No momento em que recordamos o 20.º aniversário da atribuição do Nobel da Literatura a José Saramago (1998), o segundo atribuído a um cidadão português (depois do Nobel da Medicina - Egas Moniz, 1949), após a polémica em 2016 com a atribuição do Nobel a Bob Dylan, a Academia Sueca volta a envolver distinção literária em nova controvérsia ao decidir a não atribuição em 2018 devido a escândalos sexuais que envolvem o marido de Katarina Frostenson, uma das responsáveis pela escolha do premiado com o Nobel de Literatura.
Por outro lado, o mais "mediático" e singular Nobel da Paz, com particularidades próprias (é atribuído pelo Comité Nobel Norueguês, ao contrário dos restantes cinco que são atribuídos pela Academia Sueca - Física, Química, Medicina, Literatura e Economia - e é o único que pode ser atribuído a pessoas singulares ou a instituições/organizações) regressa à "normalidade" dos seus objectivos depois de envolto em alguma polémica: é questionável a manutenção da atribuição, em 2012, à União Europeia, face à forma como não tem conseguido lidar com a questão dos refugiados; e a Aung San Suu Kyi, em 1991, à data activista dos direitos humanos e políticos, agora líder da Birmânia, e que tem mantido um condenável silêncio em relação à perseguição e descriminação sobre a comunidade rohingya, obrigada a fugir para o Bangladesh.
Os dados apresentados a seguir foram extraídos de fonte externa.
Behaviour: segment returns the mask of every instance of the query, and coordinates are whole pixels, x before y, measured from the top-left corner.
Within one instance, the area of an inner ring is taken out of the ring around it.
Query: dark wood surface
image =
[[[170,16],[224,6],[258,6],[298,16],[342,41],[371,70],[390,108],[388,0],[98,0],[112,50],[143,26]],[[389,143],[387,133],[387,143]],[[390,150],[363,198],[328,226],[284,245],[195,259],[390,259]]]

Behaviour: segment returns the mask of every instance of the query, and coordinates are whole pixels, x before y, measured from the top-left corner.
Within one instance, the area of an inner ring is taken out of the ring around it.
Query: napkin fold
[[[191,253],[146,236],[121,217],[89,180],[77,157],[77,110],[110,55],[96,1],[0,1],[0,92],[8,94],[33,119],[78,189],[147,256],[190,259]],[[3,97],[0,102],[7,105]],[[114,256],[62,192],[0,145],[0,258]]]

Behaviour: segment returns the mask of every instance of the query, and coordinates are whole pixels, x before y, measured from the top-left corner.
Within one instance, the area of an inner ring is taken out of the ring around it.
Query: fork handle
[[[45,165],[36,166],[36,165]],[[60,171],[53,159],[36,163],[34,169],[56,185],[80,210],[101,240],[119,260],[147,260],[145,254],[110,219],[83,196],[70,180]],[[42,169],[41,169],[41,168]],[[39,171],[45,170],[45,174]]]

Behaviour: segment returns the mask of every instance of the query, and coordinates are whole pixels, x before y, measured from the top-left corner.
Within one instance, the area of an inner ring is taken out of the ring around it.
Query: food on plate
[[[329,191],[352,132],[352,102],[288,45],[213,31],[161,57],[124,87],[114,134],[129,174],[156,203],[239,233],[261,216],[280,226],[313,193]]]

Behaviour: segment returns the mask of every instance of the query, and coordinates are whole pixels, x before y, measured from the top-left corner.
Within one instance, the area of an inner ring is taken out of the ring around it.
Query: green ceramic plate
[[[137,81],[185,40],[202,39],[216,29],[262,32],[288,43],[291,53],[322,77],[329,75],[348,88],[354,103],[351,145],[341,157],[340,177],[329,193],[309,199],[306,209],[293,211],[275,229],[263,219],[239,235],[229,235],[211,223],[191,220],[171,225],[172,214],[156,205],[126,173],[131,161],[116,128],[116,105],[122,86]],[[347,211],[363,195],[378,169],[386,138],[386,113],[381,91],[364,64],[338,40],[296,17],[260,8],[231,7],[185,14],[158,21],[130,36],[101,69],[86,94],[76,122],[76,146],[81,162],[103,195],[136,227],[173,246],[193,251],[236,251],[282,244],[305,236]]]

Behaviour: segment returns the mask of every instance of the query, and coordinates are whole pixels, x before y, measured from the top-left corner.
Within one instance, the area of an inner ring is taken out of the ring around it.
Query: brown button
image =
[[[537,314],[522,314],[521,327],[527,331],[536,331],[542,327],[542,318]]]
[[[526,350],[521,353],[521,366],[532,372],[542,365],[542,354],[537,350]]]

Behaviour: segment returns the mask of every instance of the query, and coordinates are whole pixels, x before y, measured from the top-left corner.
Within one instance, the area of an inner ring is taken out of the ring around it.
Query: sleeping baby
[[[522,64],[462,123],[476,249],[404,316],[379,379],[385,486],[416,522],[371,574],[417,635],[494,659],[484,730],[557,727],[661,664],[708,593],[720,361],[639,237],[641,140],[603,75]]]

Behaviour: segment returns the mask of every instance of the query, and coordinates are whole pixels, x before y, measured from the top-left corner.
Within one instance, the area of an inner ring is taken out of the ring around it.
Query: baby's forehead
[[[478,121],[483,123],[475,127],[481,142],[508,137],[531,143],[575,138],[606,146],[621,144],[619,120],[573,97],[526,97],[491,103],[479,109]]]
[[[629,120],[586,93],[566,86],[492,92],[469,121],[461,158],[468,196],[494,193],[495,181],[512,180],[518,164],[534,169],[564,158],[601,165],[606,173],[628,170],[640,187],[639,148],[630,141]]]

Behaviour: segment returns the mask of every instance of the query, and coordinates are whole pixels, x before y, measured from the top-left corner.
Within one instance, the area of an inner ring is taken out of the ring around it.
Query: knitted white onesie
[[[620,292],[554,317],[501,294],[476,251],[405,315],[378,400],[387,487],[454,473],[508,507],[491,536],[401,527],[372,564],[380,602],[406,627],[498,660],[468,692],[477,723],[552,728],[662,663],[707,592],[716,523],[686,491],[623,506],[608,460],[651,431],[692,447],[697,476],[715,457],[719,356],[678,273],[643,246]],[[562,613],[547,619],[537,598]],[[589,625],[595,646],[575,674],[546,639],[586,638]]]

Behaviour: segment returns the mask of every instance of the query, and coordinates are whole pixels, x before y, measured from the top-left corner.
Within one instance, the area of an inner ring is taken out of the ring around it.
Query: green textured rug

O Comité Norueguês decidiu laurear, em 2018, com o Nobel da Paz, o congolês Denis Mukwege e a iraquiana Nadia Murad, "pela luta do fim do uso da violência sexual como uma arma de guerra e de conflito armado".
Denis Mukwege, criticado pelo governo por tentativa de "politização" do seu trabalho humanitário, é médico ginecologista na República Democrática do Congo, onde fundou, em 1999, o Hospital Panzi no qual foram tratadas mais de 50 mil mulheres vítimas de violência sexual na guerra e nos conflitos armados. No Congo, em média, 48 mulheres são violadas a cada hora.
Nadia Murad, de minoria étnica Yazidi, em 201, com 21 anos, foi raptada pelo Estado Islâmico, no Iraque, tendo sido vítima de violência sexual. Três meses conseguiu fugir, tendo-se tornado uma forte activista dos direitos humanos, contando a sua própria história para alertar para o problema da violência sexual como arma de guerra.
Denis Mukwege foi galardoado com o Prémio Europeu da Liberdade de Expressão, Prémio Sakharov 2016, prémio igualmente atribuído em 2016 a Nadia Murad que foi, ainda, nomeada Embaixadora da Boa-Vontade das Nações Unidas, nesse mesmo ano.
A afirmação de Denis Mukwege reflecte a nobreza e a justiça da nomeação: "este não é um problema só das mulheres, é um problema da humanidade".